What I Learned About Beauty While Traveling Abroad

When you have a fun job, that requires you to know about beauty products, sometimes it's hard not to think about work all the time. On a recent trip abroad, as much as I told myself I would just relax and not think about anything work-related, it proved somewhat difficult in cities like Paris and Rome, where beauty culture is prevalent.

Sometime around Day Two, I gave up and decided instead to just do a little observing. I wanted to know what beauty tips the Old World might have to offer us. Here is what I learned:

They take their skin care seriously

If you've ever visited a Parisian drug store, you might already know what a treasure trove it can be for skin care goodies. In most European countries you won't buy your cleanser or your face cream at the grocery store, but rather from your pharmacy. Topical skin care is viewed as healthcare in addition to beauty. Products are high-quality and infused with potent scientific ingredients, so pharmacists undergo specialized training in order to know about the skin and make recommendations. Having someone who understands skin, on hand while you shop for products helps eliminate some of the guesswork. For this reason many product connoisseurs eschew Sephora and instead make regular pilgrimages to the pharmacy  to stock up on their favorite products.

Natural is still best

Although European women seem to be just as obsessed with beauty and fighting off aging, most of their go-tos are still on the natural side. They don't seem to share our fixation with injectables and fancy gadgets. Even with all of the technology out there, a classic European facial seems to still be at the top of every spa menu, with holistic touches such as reflexology or lymphatic drainage massage for a natural lift. The idea seems to be, if it isn't broke, don't fix it.

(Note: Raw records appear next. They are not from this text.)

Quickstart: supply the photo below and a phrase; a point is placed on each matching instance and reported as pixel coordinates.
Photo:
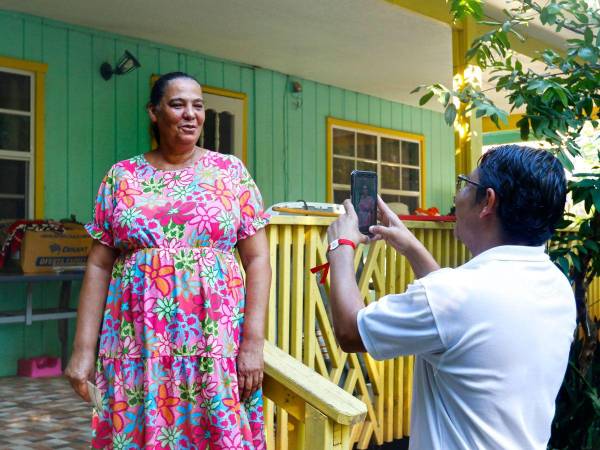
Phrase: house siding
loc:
(91, 123)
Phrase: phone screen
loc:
(363, 189)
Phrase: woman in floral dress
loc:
(180, 351)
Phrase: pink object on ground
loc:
(39, 366)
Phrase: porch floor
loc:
(42, 413)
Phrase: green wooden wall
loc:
(91, 123)
(501, 137)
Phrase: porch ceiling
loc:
(372, 47)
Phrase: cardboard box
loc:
(49, 251)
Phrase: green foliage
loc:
(577, 418)
(558, 101)
(463, 8)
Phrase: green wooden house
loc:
(303, 92)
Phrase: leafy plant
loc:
(559, 103)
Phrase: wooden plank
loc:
(297, 294)
(318, 430)
(283, 397)
(398, 398)
(55, 55)
(32, 39)
(277, 132)
(214, 73)
(388, 399)
(284, 288)
(263, 128)
(350, 105)
(408, 377)
(314, 389)
(310, 146)
(362, 108)
(311, 292)
(247, 87)
(127, 109)
(320, 155)
(11, 43)
(281, 435)
(196, 68)
(336, 101)
(294, 160)
(386, 114)
(327, 332)
(150, 56)
(232, 77)
(103, 112)
(321, 367)
(168, 61)
(374, 110)
(269, 418)
(80, 193)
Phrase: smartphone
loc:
(363, 191)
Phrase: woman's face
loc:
(180, 114)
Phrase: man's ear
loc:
(489, 204)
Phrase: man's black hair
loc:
(158, 91)
(531, 189)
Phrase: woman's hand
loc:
(392, 229)
(346, 226)
(250, 365)
(79, 370)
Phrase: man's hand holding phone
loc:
(392, 229)
(346, 226)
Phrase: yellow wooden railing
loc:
(299, 324)
(319, 413)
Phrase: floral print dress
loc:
(174, 313)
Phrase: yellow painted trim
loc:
(20, 64)
(223, 93)
(489, 126)
(433, 9)
(39, 70)
(240, 96)
(40, 103)
(329, 175)
(332, 121)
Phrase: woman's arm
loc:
(92, 298)
(254, 253)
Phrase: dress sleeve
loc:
(100, 228)
(252, 213)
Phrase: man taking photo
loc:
(491, 337)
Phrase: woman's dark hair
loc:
(158, 91)
(531, 187)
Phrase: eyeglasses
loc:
(461, 181)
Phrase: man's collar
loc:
(510, 253)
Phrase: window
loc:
(224, 124)
(396, 157)
(17, 140)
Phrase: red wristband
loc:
(332, 246)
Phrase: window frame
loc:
(379, 132)
(35, 187)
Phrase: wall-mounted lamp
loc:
(297, 94)
(296, 87)
(126, 64)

This goes for products and remedies as well. Natural ingredients such as lavender and green tea are popular and appear prevalently in European products. A popular staple in Italy is Robert's Acqua Distillata Alle Rose, a rose water tonic that can be used as toner or for freshening up your skin. The formula developed in Florence, has been around since 1867 and is still a cult favorite centuries later. Many French perfumes are still made, bottled and imported from the South of France in Grasse. Grass became home to multiple perfumeries as far back as the 1800s and is to this day, considered the world's perfume capital.

They love hyaluronic acid as much as we do

An ingredient I'm always preaching the benefits of is hyaluronic acid. Although it is made naturally in the body, this super product is used in skin care for hydrating the skin. It helps lock moisture into your skin and diminishes signs of aging by plumping out fine lines and wrinkles.

Although hyaluronic acid is just starting to catch on in the states, it is everywhere in European skin care. From masks, to serums, mists and moisturizers, it was in literally almost every product I shopped and advertised prevalently as a key benefit. Now that the secret is out, you'll be seeing more of this ingredient in skin care across the pond and with good reason. It's amazing for all skin types.

Other trending ingredients I noticed in many products: plant stem cells which are believed to stimulate cell turnover in the skin, as well as spiruilina and ginseng for antioxidants and brightening properties.

Lifestyle plays a crucial role

You always hear people talk about how French women don't get fat, in spite of a diet that is full of rich foods. And while that may be a mystery worth investigating, I was more curious as to how Europeans can eat as they do and not break out. How is it possible to eat sugar and cheese and bread all day long and not have your skin go haywire?

After a little observation, my best guess is that it has to do with a lack of processed foods. Eating a diet that is high in healthy fats and omegas (such as those found in fish), antioxidants (red wine, anyone?) vegetables and whole ingredients, rather than chemicals and artificial flavorings has been proven beneficial for your skin. One of the leading culprits behind acne and aging, can be the result of internal inflammation which can be caused by poor diet. The more "real" foods we incorporate into our diet in moderation, the more we reap the benefits of clearer, glowing skin.

There's also something to be said for stress levels. Being that stress can contribute to most skin problems - acne, aging even hyperpigmentation - it makes sense that eliminating some of that stress could be beneficial for your skin health. Cultures that encourage three hour lunches, relaxed multi-course meals, long strolls through the park and less time spent sitting in rush hour traffic, are bound to see less stress reactions in the skin.

They make the same mistakes we do

If all of this has made you feel like a slacker, don't feel too bad. For all of the good ideas I picked up on my vacation, I also saw plenty of people committing skin care Don'ts that would make any esthetician cringe - smoking, skipping sunscreen and sunbathing. The good news is, if they aren't perfect? We don't have to be either.

So what exactly does European skin care have to do with us? Well, if there's one takeaway here, it's that you don't need to live in Italy or use fancy French products to achieve otherworldly skin. Most of these beauty "secrets" aren't really secrets at all and are easy to incorporate into our own daily self-care regimens.

Once upon a time, former Mayor Robert Speer designed Denver with visions of making it more like a sophisticated European city, with lots of beautiful buildings, trees and parks including our Civic Center Park. So who's to say you can't infuse a little Parisian culture into every day Denver life?